Jay and Alex stripped into their boxers and I to my bathing suit. Eva still had no other clothes on. The water was brown and dancing with rings sunlight filtering through the orange sky. It was blissfully cold and made my body ache. The two boys, John being the longhaired, dimpled one and Sam being the blonde, had invented a game that was very easy to follow. The steps included finding big rocks in the muddy bottom of the river and throwing them at each other. As Sam put it, it was easy to learn but hard to master. I proved to be awful at it but it was nice just to swim underwater looking for rocks and feel the water and mud between my toes. When we were done, we all loped out of the water feeling soggy.
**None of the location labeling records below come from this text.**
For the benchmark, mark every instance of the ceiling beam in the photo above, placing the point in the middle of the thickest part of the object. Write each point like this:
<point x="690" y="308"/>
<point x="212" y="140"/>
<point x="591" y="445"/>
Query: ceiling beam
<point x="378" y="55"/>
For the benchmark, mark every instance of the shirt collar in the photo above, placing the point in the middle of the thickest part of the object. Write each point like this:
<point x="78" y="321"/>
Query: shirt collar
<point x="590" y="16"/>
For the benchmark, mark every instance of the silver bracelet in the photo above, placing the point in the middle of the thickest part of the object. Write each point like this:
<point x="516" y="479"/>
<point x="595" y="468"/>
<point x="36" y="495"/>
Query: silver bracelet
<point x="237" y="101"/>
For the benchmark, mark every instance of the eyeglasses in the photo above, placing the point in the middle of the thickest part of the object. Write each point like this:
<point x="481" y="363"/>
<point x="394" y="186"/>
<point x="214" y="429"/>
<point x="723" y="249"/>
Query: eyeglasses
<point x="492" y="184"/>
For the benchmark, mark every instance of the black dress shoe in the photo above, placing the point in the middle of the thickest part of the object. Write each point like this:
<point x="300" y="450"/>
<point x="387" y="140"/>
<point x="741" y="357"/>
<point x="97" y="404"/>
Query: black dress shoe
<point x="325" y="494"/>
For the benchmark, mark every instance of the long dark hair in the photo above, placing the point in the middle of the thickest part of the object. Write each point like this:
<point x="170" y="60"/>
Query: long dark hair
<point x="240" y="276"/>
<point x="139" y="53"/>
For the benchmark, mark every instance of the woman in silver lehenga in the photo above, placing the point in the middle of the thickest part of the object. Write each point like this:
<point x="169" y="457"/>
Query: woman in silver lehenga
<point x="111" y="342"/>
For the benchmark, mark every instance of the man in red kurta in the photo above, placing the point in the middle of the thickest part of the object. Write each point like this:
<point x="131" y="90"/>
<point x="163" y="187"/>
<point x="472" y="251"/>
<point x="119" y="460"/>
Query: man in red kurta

We piled into the car and took off under the darkening sky.
“Where are we going?” said Sam. We were already dry from the heat.
“Jay’s,” said Alex. “It’s air-conditioned there and they have Popsicles too.”
Jay's house reminded me of a rosy cheeked old man, like Santa Claus perhaps. The sort of house you'd like to sit on and whisper your wishes to.
By the time we got there, the weather had changed yet again. More clouds had rolled in and the sky was the brownish black color of an old bruise. The trees were waving in some imaginary breeze only they could feel, perhaps they were trying to escape.
“I told you the world's ending,” said Eva.
She was right. As we got out of the car, the sky finally cracked open and violent curtains of rain began to fall onto the steaming ground.
“Shit,” said Alex, covering his head with his hands. I didn't try and stop myself getting wet. It was warm rain and I, like the trees, had been waiting for it. The dome of the atmosphere above us was filled with dark lines. The world looked like Venus now, hot and stormy.
We leaned against the car for a while and enjoyed the new, wet world. Then blinking, we went inside, dripping water on Jay's couch while eating Popsicles and listening to raindrops hitting the roof and windows.